A sessão foi convocada pelo presidente do Senado, Renan Calheiros, e contou com a presença dos juízes federais Sérgio Moro e Sílvio da Rocha.

Sílvio Rocha apresentou sugestão para aperfeiçoar o projeto. Segundo ele, como a intenção da proposta é ser “globalizante” ao abranger tanto membros do Poder Judiciário como agentes da Administração Pública, seria interessante que se incluísse também os membros dos Tribunais de Contas no artigo 2º do projeto, que fala das autoridades que estão submetidas a esse regime.

Já o juiz Sérgio Moro ressaltou que é evidente que nenhum juiz, nenhuma autoridade é conivente com abuso de autoridade. “Faço apenas uma sugestão para que não venham a ser penalizados por uma interpretação equivocada. Que a pretexto de coibir abusos, não se venha a puni-los (os servidores) pelo correto cumprimento de sua função. Minha sugestão é que erros, divergências na avaliação de fatos e provas não representam abuso de autoridade”, disse o magistrado.

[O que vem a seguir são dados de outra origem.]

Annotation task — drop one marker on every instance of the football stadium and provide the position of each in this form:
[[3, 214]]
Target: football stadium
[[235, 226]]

De início, o ministro Gilmar Mendes falou sobre sua experiência exercendo a presidência do Supremo Tribunal Federal (STF) (2008 a 2010) e do Conselho Nacional de Justiça (CNJ), quando enfrentou a questão do sistema carcerário brasileiro e solucionou diversas situações em que presos provisórios estavam encarcerados por mais de uma década.

“Encontramos presos indevidamente há 11 anos, provisoriamente. Quando pensávamos que isso já era o fim de todas as violações, encontramos um sujeito preso há 14 provisoriamente”, disse o ministro ao destacar que muitos juízes de execução penal nunca tinham visitado um presídio. Segundo ele, foi naquela ocasião que se começou a discutir o tema abuso de autoridade.

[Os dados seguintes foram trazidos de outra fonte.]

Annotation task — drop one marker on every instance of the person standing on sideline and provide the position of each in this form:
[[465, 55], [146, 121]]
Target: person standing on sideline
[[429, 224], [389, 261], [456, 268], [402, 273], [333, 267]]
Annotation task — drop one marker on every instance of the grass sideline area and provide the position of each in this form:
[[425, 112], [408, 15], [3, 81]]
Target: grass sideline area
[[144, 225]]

“Todos devemos ter consciência de que devemos atuar dentro dos parâmetros estabelecidos”, enfatizou.

Ao falar a partir da visão de quem preside o TSE, o ministro Gilmar Mendes questionou a Lei de Inelegibilidades (Lei nº 64/90 alterada pela Lei Complementar nº 135/2010, conhecida como Lei da Ficha Limpa). Segundo ele, na Justiça Eleitoral é muito comum a análise de processos de inelegibilidade com base em condenações que, posteriormente, se mostram infundadas. Por essa razão, observou que é necessário ter-se muito cuidado com a aprovação de leis de iniciativa popular.